Mr Modi’s party has been pushing for a controversial plan to hold simultaneous federal and state elections, something India gave up in 1967.
His party has also promised an Uniform Civil Code or UCC, a single personal law for all citizens, irrespective of religion, sex, gender and sexual orientation. This has been resisted in the past by both the country’s majority Hindus and minority Muslims.
Then there’s the delicate issue of redrawing of parliamentary boundaries, due after 2026. The wealthier, less populated southern states fear that Mr Modi will expand parliament, with the seat count favouring the poorer, more populous Hindi heartland states - a traditional BJP stronghold.
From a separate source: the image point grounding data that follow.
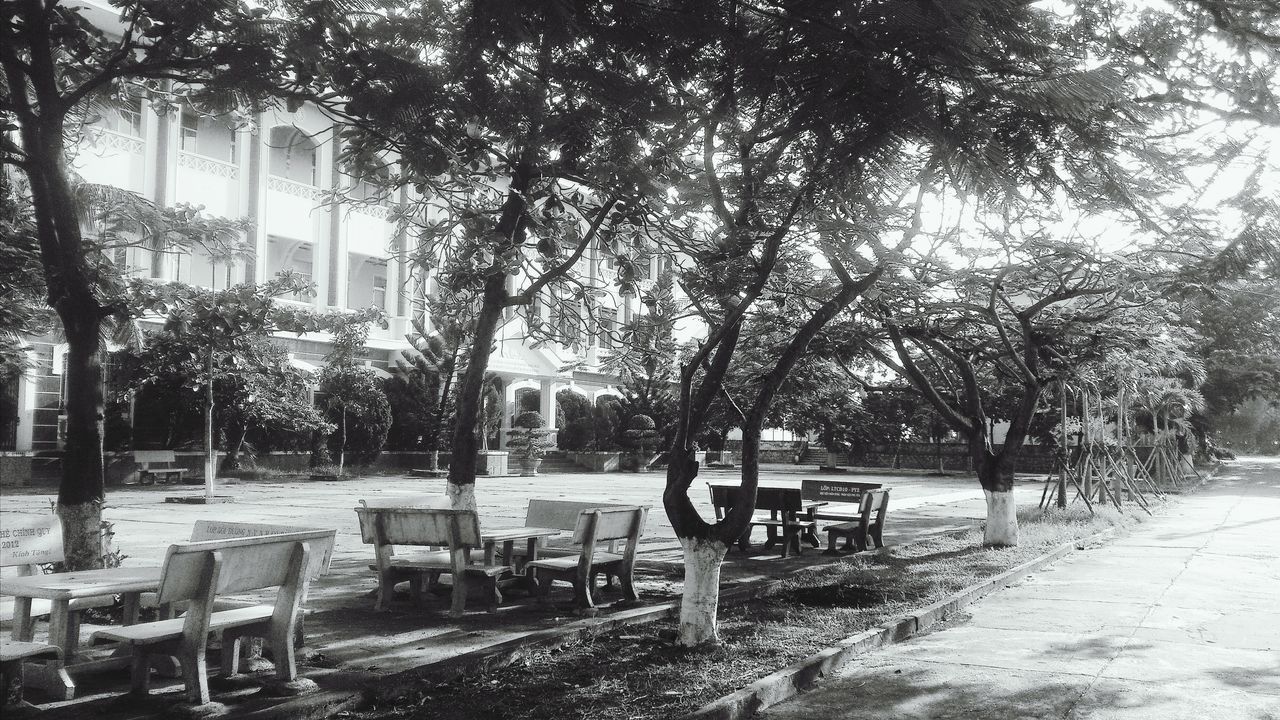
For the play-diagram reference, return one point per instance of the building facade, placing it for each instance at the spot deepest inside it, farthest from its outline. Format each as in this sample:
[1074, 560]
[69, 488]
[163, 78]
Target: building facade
[280, 171]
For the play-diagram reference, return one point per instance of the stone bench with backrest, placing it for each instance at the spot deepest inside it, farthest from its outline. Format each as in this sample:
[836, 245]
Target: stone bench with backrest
[147, 474]
[867, 529]
[562, 514]
[26, 543]
[196, 574]
[842, 497]
[224, 529]
[13, 657]
[593, 528]
[782, 505]
[462, 557]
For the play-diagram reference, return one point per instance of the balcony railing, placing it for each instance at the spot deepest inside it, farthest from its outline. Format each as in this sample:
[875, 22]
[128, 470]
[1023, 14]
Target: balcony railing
[206, 164]
[292, 187]
[105, 139]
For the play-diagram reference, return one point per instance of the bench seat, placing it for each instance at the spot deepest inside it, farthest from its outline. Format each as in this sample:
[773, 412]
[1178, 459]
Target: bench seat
[40, 606]
[161, 630]
[568, 561]
[13, 655]
[13, 651]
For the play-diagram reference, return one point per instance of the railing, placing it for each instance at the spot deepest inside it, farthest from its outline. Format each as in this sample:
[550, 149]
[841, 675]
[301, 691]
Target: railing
[379, 212]
[292, 187]
[105, 139]
[206, 164]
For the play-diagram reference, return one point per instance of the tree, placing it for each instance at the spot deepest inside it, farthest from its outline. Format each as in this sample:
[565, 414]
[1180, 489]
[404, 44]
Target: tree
[225, 326]
[526, 133]
[255, 390]
[822, 127]
[353, 396]
[59, 71]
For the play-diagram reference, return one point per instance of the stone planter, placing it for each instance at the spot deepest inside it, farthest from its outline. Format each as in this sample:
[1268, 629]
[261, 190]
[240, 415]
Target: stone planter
[492, 463]
[598, 461]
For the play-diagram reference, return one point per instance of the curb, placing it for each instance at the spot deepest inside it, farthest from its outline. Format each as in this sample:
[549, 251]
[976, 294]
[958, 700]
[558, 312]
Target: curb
[365, 688]
[791, 680]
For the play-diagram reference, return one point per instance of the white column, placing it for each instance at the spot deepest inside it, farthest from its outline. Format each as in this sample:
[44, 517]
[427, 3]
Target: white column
[547, 390]
[27, 384]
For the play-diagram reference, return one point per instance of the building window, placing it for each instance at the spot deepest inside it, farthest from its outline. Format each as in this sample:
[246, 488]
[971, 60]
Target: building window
[284, 254]
[208, 136]
[608, 327]
[380, 290]
[292, 155]
[366, 282]
[567, 320]
[126, 118]
[190, 131]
Mr Modi will also have to listen to regional and state-specific demands from the allies and accommodate their leaders' ambitions. Both the TDP and JD(U) have demanded special status for their states, which mean more federal funds. The allies, according to media reports, are also eyeing influential ministries.
Despite a rebounding economy fuelled by government spending, Mr Modi needs to create more jobs and boost incomes for the poor and middle class. India’s economy requires many structural reforms in agriculture, land and labour. Mr Modi may need a consultative approach with allies to achieve any of this.
For a man used to basking in the spotlight, consensual politics may not come easily to Mr Modi, many believe.
"He has suddenly been asked to enact a role that he has never done before in his life," says Nilanjan Mukhopadhyay, a biographer of the prime minister .
But successful politicians master the art of reinvention. Will India now see a humbler, more consultative and consensual Mr Modi?
“We will have to wait and see,” says Sandeep Shastri, a political analyst. “We have to view this through the lens of current circumstances, not past alliances.” Watch this space.